Port Otago has estimated recently it might pick up 10,000 containers out of South Canterbury.
"We would be happy with a figure like that," Mr Brown said.
Industry sources have said the level of patronage for Port Chalmers was highly dependent on how much Fonterra product ended up across the wharves of Lyttelton, Port of Christchurch.
Port Chalmers is the last South Island port of call for exporters, before three North Island calls, and therefore the only direct service to the east coast of North America for southern exporters.
However, industry sources caution that shipping rotation schedules are changing rapidly as shipping lines try to maximise vessel use and cut costs.

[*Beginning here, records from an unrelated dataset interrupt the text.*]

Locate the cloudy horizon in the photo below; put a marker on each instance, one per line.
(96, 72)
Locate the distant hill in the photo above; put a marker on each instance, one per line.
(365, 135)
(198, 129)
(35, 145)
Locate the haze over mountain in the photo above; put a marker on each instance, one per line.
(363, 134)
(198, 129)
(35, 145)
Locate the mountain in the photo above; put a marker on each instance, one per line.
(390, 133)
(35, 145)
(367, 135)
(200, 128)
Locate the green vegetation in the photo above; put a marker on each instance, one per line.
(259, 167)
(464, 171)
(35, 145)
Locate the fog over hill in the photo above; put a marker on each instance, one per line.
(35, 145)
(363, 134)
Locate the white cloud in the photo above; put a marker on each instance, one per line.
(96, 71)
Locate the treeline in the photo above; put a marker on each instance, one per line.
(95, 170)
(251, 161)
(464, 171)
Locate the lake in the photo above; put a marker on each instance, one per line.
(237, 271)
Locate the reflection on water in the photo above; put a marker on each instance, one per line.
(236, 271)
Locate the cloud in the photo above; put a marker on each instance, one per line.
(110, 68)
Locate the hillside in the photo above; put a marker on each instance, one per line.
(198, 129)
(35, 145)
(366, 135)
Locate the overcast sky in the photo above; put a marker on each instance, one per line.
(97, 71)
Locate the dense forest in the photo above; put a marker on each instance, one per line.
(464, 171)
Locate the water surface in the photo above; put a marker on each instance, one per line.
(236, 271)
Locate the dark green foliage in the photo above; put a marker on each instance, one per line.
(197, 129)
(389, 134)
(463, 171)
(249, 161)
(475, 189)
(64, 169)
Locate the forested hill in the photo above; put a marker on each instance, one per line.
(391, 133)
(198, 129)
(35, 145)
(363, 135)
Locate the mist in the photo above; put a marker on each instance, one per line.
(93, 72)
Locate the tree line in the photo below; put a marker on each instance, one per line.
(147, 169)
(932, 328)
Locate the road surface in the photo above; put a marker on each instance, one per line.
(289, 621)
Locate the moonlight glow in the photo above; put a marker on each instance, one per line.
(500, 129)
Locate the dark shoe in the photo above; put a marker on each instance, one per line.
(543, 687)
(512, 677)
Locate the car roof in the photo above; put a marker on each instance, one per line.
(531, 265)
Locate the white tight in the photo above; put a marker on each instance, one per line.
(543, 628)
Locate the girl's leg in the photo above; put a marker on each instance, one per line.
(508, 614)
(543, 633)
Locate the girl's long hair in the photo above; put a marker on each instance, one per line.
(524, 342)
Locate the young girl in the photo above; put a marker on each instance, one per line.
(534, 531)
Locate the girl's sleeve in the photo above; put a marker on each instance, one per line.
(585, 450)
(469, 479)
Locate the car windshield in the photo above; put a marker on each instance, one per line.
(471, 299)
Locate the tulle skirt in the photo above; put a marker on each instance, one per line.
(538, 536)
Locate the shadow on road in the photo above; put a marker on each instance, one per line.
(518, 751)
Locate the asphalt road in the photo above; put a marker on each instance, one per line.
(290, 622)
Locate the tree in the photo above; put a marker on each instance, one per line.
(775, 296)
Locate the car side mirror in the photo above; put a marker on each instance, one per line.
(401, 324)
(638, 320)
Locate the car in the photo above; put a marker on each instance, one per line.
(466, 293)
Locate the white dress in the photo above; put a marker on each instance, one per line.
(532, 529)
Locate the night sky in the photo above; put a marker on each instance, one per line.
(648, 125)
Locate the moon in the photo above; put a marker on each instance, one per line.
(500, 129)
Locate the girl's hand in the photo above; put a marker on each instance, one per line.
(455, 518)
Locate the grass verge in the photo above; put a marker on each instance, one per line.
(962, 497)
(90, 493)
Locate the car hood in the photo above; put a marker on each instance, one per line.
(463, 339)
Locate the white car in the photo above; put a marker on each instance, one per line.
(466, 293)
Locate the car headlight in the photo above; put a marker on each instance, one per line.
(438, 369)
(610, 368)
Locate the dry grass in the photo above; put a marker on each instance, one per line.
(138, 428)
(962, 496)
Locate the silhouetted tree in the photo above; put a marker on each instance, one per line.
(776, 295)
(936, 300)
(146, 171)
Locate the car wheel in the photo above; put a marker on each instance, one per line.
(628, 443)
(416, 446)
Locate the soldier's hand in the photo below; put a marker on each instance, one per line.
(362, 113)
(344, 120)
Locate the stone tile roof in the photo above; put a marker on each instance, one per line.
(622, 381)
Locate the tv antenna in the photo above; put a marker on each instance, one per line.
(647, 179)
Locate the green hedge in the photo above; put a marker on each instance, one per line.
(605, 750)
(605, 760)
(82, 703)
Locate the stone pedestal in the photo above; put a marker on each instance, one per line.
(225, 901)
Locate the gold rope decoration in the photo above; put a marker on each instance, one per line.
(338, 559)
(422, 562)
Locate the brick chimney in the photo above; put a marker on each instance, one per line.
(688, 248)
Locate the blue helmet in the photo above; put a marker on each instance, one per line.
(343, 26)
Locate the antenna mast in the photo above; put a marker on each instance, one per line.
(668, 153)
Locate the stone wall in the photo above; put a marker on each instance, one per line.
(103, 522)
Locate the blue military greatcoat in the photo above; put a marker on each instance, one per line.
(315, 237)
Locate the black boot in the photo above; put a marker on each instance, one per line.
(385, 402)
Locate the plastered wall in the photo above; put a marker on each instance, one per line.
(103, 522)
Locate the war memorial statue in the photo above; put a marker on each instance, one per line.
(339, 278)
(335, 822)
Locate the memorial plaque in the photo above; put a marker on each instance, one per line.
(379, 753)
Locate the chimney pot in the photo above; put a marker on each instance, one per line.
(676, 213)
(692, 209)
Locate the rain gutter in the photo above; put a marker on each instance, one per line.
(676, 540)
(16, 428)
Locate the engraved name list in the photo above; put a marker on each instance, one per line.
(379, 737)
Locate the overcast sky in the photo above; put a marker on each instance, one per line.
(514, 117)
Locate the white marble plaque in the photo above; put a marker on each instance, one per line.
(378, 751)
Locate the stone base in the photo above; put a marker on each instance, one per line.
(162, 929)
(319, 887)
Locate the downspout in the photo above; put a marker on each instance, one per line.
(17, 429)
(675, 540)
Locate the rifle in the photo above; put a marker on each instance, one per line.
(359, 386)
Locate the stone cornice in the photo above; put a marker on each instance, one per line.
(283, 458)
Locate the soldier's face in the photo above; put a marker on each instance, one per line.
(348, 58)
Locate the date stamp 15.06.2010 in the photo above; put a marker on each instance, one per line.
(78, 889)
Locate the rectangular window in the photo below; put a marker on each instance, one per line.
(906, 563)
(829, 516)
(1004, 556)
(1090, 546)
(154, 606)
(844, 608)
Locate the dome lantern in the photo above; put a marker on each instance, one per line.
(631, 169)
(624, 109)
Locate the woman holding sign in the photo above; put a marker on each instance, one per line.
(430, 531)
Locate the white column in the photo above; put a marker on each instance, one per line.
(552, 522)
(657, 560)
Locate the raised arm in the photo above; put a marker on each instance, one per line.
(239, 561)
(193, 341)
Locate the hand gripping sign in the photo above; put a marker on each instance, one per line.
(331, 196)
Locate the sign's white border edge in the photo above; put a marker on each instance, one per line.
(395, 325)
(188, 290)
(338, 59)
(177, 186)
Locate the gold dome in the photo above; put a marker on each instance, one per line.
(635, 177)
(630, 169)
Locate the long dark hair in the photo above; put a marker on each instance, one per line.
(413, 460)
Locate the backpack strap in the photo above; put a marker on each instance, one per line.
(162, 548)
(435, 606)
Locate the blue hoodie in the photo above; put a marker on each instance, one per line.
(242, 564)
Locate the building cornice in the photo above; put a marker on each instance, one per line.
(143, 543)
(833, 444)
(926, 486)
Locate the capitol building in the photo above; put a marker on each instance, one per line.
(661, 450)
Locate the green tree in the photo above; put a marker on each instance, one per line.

It was understood much of the new rail space might be for Fonterra product out of its Clandeboye plant, just north of Timaru, but Mr Brown declined to reveal likely patronage levels, citing commercial sensitivity.
"This [rail service] is not for any one entity, but is open to all," he said.
Similarly, he declined to reveal percentage targets of either the northbound or southbound wagons.
When asked if the service was in an initial "trial period", he said he was "hoping for it to become sustainable in the long term".
At present there was no coastal shipping service alternative, since a service ceased earlier this year, Mr Brown said.
For its full-year figures to June, released recently, Port Otago booked a 23% decline in container handling, being down 49,000 containers, from 221,000 the year before to 172,000.